Dans le même sillage, j’évoquerai également, Mr Benamour, d’origine israélite et de cœur Algérien,(resté en Algérie, bien après l’indépendance).Homme de grande culture, il pratiquait l’arabe classique et dialectal, nous étonnant par sa connaissance du Saint Coran. Cela nous ouvrit les yeux sur un autre aspect de l’institution éducative sous la colonisation.
$1· Je ne pourrai achever cette intervention sans m’incliner devant la mémoire de nos remarquables maîtres Algériens, exemples de droiture, d’abnégation et de sacrifice dans une période si complexe. Si j’en ai omis quelques uns, qu’il me soit pardonné.
Mrs Si Ahmed Bettahar, notre enseignant d’arabe dont nous avons parlé et qui était aussi notre phare dans notre formation politique, Mr Bouyacoub, surnommé « pipo » à cause de son éternelle pipe à la bouche, professeur remarquable de physique-chimie mais maitrisant également l’arabe et les sciences naturelles, Mr Ahmed Guermala ,un modèle de rigueur et de discipline. De façon moins directe,mais non moins importante, des personnalités Algériennes marquantes, nous firent forte impression à l’image de Mrs Haddam Mokhtar ou Mohamed Meliani.
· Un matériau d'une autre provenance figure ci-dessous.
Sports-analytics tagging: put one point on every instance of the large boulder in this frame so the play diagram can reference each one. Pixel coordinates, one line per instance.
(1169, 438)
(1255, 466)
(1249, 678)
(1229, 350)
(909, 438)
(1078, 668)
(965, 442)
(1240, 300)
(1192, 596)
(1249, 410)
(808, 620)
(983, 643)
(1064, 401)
A tous ces enseignants du deuxième type, à tous ces enseignants compatriotes, nous disons Merci.
Avant de vous quitter, souvenez vous d’une seule chose, jeunes générations montantes qui allez devoir affronter l’enseignement supérieur avec toutes ses contraintes, qui devraient aussi apprendre l’anglais pendant cet été pour vous y préparer, qui devez également vous adapter aux modifications induites par l’intelligence artificielle, souvenez vous d’une seule chose :
« Gardez au fond de votre cœur, précieusement, le nom et l’image de vos enseignants en respectant leur mémoire et en leur rendant hommage. Dieu nous le recommande » .
Je vous remercie pour votre écoute et m’excuse d’avoir été si prolixe.